Companies should not be held liable for losses sustained in a successful attack made on their AIS by outside sources is a proclamation that have raised divergent sentiments. However, a company should not only pay for losses, but they also ought to be held legally responsible for the successful attack that might happen to them. That result from that fact that even though numerous avenues exist for successful attack the AIS of a company, many sophisticated security measures equally exist for ensuring that such an occurrence does not happen (Whitman & Mattord, 2012). Henceforth, there would be no justification for such companies not to be held liable. For instance, the Target Company is on recorded to have lost million dollars as well as similar amount of customers details when their AIS was hacked into by un authorized end user (Alexander, 2008). As a result, the company was found liable for various offences and that they were compelled to compensate for the damages done on their customers.

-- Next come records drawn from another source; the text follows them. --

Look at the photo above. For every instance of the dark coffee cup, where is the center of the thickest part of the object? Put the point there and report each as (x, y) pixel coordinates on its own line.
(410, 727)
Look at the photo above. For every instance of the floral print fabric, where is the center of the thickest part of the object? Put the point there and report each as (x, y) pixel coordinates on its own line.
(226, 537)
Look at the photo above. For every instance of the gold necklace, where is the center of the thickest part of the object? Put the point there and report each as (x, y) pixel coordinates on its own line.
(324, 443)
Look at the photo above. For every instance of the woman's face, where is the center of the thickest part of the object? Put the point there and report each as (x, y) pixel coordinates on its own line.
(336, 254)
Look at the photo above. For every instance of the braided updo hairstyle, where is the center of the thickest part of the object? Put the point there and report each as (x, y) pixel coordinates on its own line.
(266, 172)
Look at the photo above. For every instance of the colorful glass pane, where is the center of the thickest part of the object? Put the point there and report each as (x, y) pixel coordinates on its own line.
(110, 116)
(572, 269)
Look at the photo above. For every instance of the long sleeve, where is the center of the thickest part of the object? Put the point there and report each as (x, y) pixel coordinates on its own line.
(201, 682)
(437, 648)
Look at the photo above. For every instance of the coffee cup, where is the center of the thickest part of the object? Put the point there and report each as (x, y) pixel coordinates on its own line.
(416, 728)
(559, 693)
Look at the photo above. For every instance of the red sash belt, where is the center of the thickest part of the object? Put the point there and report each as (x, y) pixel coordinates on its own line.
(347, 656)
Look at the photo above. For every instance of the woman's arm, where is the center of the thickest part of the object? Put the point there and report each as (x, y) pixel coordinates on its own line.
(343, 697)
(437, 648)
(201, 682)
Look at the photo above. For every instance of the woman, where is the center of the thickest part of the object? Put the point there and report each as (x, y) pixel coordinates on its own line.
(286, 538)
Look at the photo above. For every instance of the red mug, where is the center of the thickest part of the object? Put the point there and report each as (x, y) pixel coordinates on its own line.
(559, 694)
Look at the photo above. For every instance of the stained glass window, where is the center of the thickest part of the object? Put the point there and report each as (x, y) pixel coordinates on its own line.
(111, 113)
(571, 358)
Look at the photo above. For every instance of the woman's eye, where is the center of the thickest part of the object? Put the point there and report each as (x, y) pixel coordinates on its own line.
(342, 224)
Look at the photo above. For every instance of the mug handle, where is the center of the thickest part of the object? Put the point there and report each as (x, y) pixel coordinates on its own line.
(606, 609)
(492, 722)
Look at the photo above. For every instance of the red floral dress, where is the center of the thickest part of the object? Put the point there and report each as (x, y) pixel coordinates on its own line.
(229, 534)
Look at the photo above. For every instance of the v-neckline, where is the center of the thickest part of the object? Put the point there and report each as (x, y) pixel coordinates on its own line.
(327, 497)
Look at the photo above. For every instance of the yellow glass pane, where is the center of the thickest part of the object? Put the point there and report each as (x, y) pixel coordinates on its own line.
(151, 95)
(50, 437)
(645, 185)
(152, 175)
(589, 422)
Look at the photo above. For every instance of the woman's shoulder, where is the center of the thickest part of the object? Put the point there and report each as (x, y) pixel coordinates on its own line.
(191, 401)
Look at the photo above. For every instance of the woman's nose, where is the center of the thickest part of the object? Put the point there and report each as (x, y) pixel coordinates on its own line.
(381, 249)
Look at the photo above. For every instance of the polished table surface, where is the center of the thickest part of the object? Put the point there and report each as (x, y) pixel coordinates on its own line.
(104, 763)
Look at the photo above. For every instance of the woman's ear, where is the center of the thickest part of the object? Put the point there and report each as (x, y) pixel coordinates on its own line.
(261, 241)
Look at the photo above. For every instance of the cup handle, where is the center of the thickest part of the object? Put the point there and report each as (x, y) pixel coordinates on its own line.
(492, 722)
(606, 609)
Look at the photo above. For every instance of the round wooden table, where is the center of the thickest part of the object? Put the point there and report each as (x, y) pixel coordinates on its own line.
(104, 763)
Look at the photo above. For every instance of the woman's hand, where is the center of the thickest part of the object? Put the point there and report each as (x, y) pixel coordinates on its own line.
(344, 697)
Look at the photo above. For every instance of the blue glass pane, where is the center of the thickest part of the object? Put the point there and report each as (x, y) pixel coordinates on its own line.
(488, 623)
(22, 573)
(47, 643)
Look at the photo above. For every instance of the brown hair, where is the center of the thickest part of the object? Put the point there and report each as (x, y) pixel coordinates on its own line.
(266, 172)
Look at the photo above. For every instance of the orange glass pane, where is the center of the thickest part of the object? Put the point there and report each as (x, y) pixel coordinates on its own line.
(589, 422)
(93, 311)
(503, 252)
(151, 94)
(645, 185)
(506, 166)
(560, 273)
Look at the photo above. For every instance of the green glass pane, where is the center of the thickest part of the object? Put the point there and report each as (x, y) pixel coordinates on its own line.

Together with the fact elucidated exceedingly, the modern times have presented various means through which companies may protect themselves from the various sources of attacks on their AIS. The various threats resulting to such attacks on a company’s AIS, and if they are not attended to with precautions, the credibility of the whole system would be compromised. Taking Target Company for instance, their system was hacked into through the use of debit or credit cards (Alexander, 2008). That is a clear indication that security controls ought to be taken seriously at the point of data collection since it bears the first point of weakness that might be used by attackers to gain access into the AIS of a company. That is attributed to the fact that an unapproved client may pose to be a legitimate user yet in the real sense he/she is impersonating trying to formulate ways of hacking into the system (Whitman & Mattord, 2012). Hence, no company ought to excuse themselves that they ought not to pay once their systems will be attacked.
Further, in case a company adopts all the necessary measures in protecting their AIS, no attack on them would be possible. Most companies have installed systems that are sophisticated reducing the chances of a successful attacked on them. In addition, the entire workforce of a company are supposed to get the security measures training that would enable them to detect any outside individual endeavoring at piggybacking in the company’s system (Gelinas & Dull, 2010). That way, the company would have ensured that chances for a successful attack on the system are minimized eliminating the notion that a company was effectively protected, although an attack by outsiders on its system was success.
As a matter of fact, companies are mandated to inaugurate and uphold adequate controls on the subject of financial reporting as well as the measuring of effectiveness of such controls. That way, companies would be in a position to stay on top of their security measures in the ever changing world of information technology (Whitman & Mattord, 2012). Hence, the argument that outside attackers have become more advanced in their quest to hack into companies AIS would not hold water. That is because the companies as well have the opportunity to up their game in the technology so that their systems would be safe (Gelinas & Dull, 2010). Otherwise, supporting that the companies ought not to pay would be equivalent of saying that the companies can relax their security measures since they will not pay once they get attacked by outsiders. Taking Target Company for instance, it was believed that the management knew of the attack but took no action in preventing it (Alexander, 2008). How many companies would not do the same if we concur that they ought not to pay and be held liable for such attacks?
Alexander, P. (2008). Information Security: A Manager's Guide to Thwarting Data Thieves and Hackers. Westport: Greenwood Pub. Group.
Gelinas, U. J., & Dull, R. B. (2010). Accounting information systems. Australia: South-Western/ Cengage Learning.
Whitman, M. E., & Mattord, H. J. (2012). Principles of information security. Boston, MA: Course Technology.